While the investigation is ongoing we are going to run a manual process to create snapshots for all impacted clusters.

We will have another update in approximately 4 hours.

Posted Mar 04, 2020 - 22:41 UTC

Investigating

We have identified an issue with automated snapshots that is currently impacting all regions and providers - our investigation has determined that up to 2% of deployments are being affected. We are working on a remediation for the core issue, however in the meantime if you notice your deployment(s) is(are) not taking regular/automated snapshots you can trigger them manually as a temporary measure. These manual snapshots can be initiated through your Cloud management console, as well as using the Elasticsearch API.

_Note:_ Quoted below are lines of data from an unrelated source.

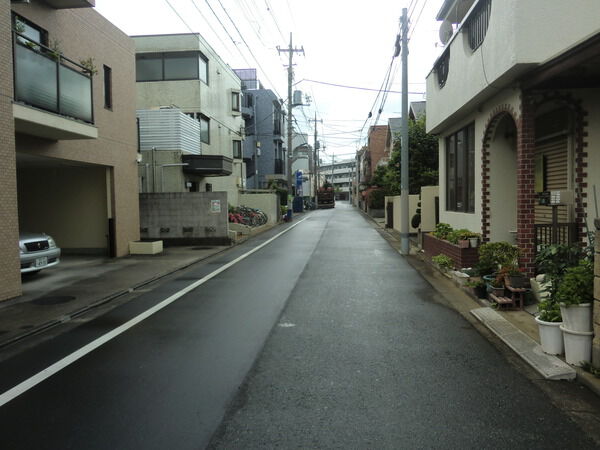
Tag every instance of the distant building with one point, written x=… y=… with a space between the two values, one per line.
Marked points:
x=182 y=71
x=340 y=175
x=68 y=132
x=264 y=123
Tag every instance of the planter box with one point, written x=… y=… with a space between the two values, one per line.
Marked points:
x=145 y=248
x=462 y=257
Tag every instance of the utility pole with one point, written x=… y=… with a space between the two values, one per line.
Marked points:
x=291 y=50
x=315 y=165
x=404 y=183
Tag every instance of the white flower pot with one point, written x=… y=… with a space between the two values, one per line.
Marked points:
x=577 y=317
x=578 y=346
x=551 y=337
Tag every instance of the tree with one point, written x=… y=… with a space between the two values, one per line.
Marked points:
x=423 y=162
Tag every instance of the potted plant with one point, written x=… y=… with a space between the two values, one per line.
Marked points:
x=514 y=277
x=549 y=322
x=444 y=262
x=575 y=295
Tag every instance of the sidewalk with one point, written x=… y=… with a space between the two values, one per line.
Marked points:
x=517 y=329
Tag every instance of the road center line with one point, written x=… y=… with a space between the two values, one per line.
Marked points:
x=70 y=359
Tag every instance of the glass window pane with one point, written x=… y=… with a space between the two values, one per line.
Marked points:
x=148 y=68
x=75 y=94
x=450 y=174
x=203 y=69
x=471 y=168
x=35 y=80
x=460 y=171
x=181 y=67
x=204 y=130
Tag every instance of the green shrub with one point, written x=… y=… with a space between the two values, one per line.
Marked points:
x=442 y=230
x=494 y=255
x=377 y=199
x=549 y=311
x=443 y=261
x=577 y=285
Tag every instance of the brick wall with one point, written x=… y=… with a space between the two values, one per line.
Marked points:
x=10 y=277
x=377 y=141
x=462 y=257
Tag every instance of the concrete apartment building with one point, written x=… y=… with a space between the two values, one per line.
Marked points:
x=68 y=155
x=264 y=128
x=340 y=175
x=182 y=71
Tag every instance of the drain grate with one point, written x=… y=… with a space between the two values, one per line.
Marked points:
x=53 y=300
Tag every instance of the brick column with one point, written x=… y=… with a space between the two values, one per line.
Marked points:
x=526 y=184
x=596 y=305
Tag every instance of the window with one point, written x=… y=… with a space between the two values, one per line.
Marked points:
x=237 y=149
x=171 y=66
x=204 y=128
x=235 y=101
x=460 y=170
x=30 y=30
x=107 y=87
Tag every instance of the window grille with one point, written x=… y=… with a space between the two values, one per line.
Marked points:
x=442 y=67
x=478 y=23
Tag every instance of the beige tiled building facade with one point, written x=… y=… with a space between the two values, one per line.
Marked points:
x=68 y=140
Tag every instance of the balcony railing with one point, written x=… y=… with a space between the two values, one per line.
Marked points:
x=47 y=80
x=442 y=66
x=478 y=23
x=278 y=166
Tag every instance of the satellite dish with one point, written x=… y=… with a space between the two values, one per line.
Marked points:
x=446 y=31
x=461 y=9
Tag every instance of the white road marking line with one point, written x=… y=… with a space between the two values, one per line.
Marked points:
x=36 y=379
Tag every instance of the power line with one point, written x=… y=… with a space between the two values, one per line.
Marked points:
x=356 y=87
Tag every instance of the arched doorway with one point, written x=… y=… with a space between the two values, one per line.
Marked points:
x=502 y=166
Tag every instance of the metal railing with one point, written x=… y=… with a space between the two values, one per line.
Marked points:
x=46 y=79
x=478 y=23
x=442 y=66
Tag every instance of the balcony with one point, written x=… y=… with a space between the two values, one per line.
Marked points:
x=208 y=165
x=53 y=95
x=495 y=45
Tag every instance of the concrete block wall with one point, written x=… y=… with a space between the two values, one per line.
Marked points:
x=10 y=277
x=268 y=203
x=184 y=217
x=596 y=305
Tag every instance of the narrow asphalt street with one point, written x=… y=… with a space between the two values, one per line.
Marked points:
x=325 y=337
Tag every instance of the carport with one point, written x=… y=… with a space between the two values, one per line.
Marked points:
x=69 y=200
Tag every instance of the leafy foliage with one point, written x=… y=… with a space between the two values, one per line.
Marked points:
x=494 y=255
x=377 y=199
x=444 y=261
x=577 y=285
x=549 y=311
x=423 y=162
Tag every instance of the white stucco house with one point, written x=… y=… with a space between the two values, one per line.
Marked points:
x=514 y=98
x=183 y=72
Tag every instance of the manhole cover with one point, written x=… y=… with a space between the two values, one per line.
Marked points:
x=53 y=300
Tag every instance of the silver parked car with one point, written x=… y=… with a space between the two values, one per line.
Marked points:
x=38 y=251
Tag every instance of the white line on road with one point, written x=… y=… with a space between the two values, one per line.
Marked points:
x=70 y=359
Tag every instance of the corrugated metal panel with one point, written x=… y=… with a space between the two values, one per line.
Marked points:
x=169 y=129
x=556 y=176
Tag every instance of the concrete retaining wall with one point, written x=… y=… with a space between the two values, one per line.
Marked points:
x=184 y=217
x=266 y=202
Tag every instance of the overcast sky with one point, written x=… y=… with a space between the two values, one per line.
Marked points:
x=346 y=42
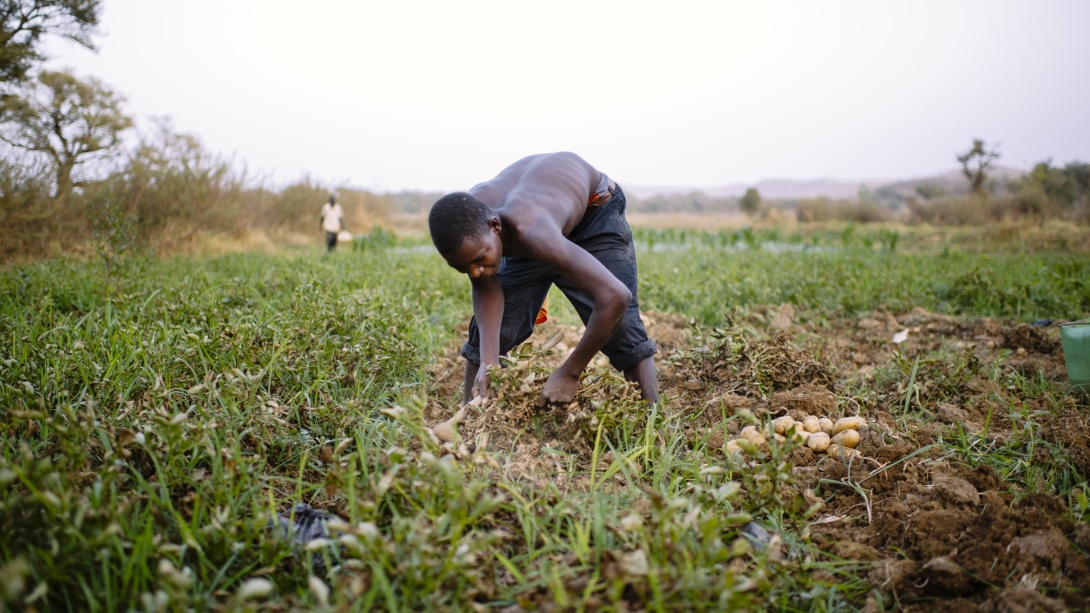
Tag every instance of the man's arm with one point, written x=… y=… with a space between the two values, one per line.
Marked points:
x=610 y=299
x=488 y=309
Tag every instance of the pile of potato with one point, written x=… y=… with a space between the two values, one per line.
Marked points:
x=821 y=434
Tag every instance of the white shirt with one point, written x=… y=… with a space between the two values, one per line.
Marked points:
x=331 y=217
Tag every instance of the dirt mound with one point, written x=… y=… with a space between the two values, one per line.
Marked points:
x=936 y=532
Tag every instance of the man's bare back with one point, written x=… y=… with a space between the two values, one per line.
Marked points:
x=539 y=212
x=546 y=185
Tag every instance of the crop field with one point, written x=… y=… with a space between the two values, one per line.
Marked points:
x=161 y=422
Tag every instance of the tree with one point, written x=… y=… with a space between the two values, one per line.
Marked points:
x=24 y=22
x=68 y=120
x=976 y=163
x=751 y=202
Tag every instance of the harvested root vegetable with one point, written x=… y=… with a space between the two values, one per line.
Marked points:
x=848 y=423
x=447 y=431
x=780 y=424
x=811 y=424
x=799 y=434
x=752 y=434
x=843 y=454
x=847 y=437
x=818 y=442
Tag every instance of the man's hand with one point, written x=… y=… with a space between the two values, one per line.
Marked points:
x=481 y=383
x=559 y=389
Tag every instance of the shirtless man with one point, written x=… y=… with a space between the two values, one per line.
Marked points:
x=546 y=219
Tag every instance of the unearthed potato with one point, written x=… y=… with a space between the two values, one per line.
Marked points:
x=843 y=454
x=848 y=423
x=818 y=442
x=847 y=437
x=747 y=446
x=811 y=424
x=780 y=424
x=750 y=433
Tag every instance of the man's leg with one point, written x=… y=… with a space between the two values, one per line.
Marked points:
x=471 y=370
x=645 y=376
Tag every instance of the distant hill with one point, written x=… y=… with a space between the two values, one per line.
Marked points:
x=835 y=189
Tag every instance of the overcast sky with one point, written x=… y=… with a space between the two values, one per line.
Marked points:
x=439 y=95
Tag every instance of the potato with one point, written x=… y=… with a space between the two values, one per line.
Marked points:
x=811 y=424
x=818 y=442
x=847 y=437
x=843 y=454
x=848 y=423
x=780 y=424
x=750 y=433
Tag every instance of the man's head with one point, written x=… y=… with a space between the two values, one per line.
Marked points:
x=467 y=233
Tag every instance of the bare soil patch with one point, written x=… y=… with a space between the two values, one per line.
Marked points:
x=939 y=533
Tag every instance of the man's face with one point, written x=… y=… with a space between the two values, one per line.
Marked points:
x=479 y=256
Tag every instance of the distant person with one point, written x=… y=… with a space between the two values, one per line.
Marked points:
x=546 y=219
x=332 y=221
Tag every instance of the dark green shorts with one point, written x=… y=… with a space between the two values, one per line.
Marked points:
x=604 y=232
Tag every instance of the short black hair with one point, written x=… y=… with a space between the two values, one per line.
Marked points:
x=456 y=217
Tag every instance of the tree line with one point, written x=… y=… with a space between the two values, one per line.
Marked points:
x=77 y=175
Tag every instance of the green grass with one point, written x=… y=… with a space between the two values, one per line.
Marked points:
x=153 y=428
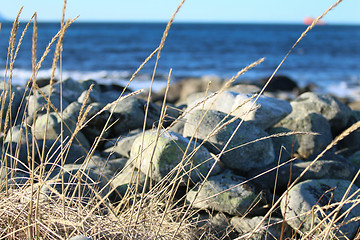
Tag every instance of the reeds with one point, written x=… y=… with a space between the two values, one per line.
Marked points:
x=152 y=212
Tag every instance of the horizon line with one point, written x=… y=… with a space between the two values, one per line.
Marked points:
x=189 y=22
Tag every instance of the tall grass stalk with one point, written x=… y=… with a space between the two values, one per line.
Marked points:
x=149 y=213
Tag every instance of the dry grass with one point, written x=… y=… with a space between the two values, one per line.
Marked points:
x=153 y=213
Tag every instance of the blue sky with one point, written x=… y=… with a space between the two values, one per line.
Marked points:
x=272 y=11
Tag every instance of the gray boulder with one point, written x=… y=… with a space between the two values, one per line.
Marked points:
x=169 y=155
x=79 y=183
x=18 y=134
x=122 y=145
x=37 y=104
x=265 y=113
x=129 y=180
x=52 y=124
x=130 y=115
x=224 y=193
x=52 y=154
x=268 y=230
x=300 y=212
x=337 y=113
x=245 y=158
x=309 y=145
x=284 y=146
x=319 y=170
x=71 y=89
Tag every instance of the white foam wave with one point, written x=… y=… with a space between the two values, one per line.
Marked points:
x=142 y=81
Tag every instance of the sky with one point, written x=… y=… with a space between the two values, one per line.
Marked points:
x=237 y=11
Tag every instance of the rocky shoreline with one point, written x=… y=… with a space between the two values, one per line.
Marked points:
x=282 y=133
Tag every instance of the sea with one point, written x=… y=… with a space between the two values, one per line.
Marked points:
x=328 y=57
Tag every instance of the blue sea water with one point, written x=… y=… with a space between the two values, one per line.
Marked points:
x=329 y=56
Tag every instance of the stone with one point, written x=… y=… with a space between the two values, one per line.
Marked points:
x=337 y=113
x=16 y=157
x=265 y=113
x=244 y=152
x=300 y=208
x=129 y=179
x=78 y=183
x=37 y=103
x=168 y=155
x=123 y=144
x=267 y=230
x=52 y=124
x=68 y=88
x=321 y=169
x=52 y=154
x=130 y=115
x=284 y=146
x=225 y=193
x=94 y=127
x=309 y=145
x=18 y=134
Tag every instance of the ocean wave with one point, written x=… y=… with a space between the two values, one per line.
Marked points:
x=142 y=81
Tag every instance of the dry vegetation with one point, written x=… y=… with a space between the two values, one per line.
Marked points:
x=149 y=214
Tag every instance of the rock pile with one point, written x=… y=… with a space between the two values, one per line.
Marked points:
x=224 y=152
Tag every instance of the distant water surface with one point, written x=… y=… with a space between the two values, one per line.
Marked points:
x=329 y=56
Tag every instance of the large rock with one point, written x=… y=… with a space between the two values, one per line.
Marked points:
x=129 y=180
x=309 y=145
x=319 y=170
x=18 y=134
x=267 y=230
x=52 y=124
x=169 y=155
x=337 y=113
x=122 y=145
x=284 y=146
x=77 y=183
x=301 y=210
x=225 y=193
x=52 y=154
x=69 y=89
x=265 y=113
x=37 y=104
x=130 y=115
x=250 y=156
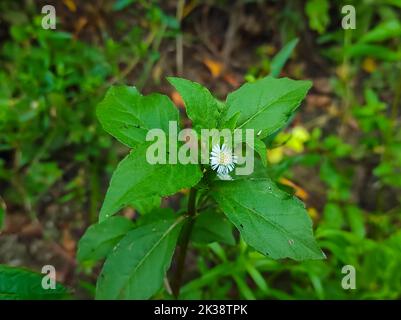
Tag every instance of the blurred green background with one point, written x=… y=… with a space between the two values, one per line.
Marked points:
x=341 y=154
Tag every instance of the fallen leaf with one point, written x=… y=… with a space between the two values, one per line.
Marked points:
x=215 y=67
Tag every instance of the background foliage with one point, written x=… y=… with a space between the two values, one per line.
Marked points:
x=341 y=154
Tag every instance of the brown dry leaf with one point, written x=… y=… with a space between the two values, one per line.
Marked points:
x=318 y=100
x=175 y=96
x=67 y=240
x=322 y=85
x=215 y=67
x=34 y=229
x=70 y=4
x=231 y=79
x=299 y=192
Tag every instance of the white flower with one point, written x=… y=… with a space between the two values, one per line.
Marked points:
x=222 y=160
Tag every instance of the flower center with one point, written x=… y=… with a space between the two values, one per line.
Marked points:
x=224 y=158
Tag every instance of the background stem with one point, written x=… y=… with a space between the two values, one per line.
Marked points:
x=183 y=243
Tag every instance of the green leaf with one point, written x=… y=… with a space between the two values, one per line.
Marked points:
x=22 y=284
x=266 y=104
x=260 y=148
x=211 y=226
x=385 y=30
x=281 y=58
x=127 y=115
x=202 y=108
x=270 y=220
x=100 y=238
x=136 y=180
x=135 y=269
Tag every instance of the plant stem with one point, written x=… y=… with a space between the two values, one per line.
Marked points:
x=184 y=240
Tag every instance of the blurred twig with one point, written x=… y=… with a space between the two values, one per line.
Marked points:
x=179 y=39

We apologize for the inconvenience and will have another update for you in approximately two hours.

Posted Mar 04, 2020 - 21:04 UTC

This incident affected: Azure Netherlands (azure-westeurope) (Deployment snapshots: Azure azure-westeurope), GCP Mumbai (asia-south1) (Deployment snapshots: GCP asia-south1), GCP Oregon (us-west1) (Deployment snapshots: GCP us-west1), AWS Sydney (ap-southeast-2) (Deployment snapshots: AWS ap-southeast-2), AWS N. Virginia (us-east-1) (Deployment snapshots: AWS us-east-1), Azure Singapore (azure-southeastasia) (Deployment snapshots: Azure azure-southeastasia), GCP Belgium (europe-west1) (Deployment snapshots: GCP europe-west1), AWS Singapore (ap-southeast-1) (Deployment snapshots: AWS ap-southeast-1), AWS N. California (us-west-1) (Deployment snapshots: AWS us-west-1), GCP London (europe-west2) (Deployment snapshots: GCP europe-west2), Azure Washington (azure-westus2) (Deployment snapshots: Azure azure-westus2), GCP Iowa (us-central1) (Deployment snapshots: GCP us-central1), GCP Frankfurt (europe-west3) (Deployment snapshots: GCP europe-west3), AWS Tokyo (ap-northeast-1) (Deployment snapshots: AWS ap-northeast-1), AWS São Paulo (sa-east-1) (Deployment snapshots: AWS sa-east-1), GCP Montreal (northamerica-northeast1) (Deployment snapshots: GCP northamerica-northeast1), Azure Tokyo (azure-japaneast) (Deployment snapshots: Azure azure-japaneast), GCP Tokyo (asia-northeast1) (Deployment snapshots: GCP asia-northeast1), Azure Virginia (azure-eastus2) (Deployment snapshots: Azure azure-eastus2), AWS Oregon (us-west-2) (Deployment snapshots: AWS us-west-2), GCP Sydney (australia-southeast1) (Deployment snapshots: GCP australia-southeast1), AWS Frankfurt (eu-central-1) (Deployment snapshots: AWS eu-central-1), AWS London (eu-west-2) (Deployment snapshots: AWS eu-west-2), and AWS Ireland (eu-west-1) (Deployment snapshots: AWS eu-west-1).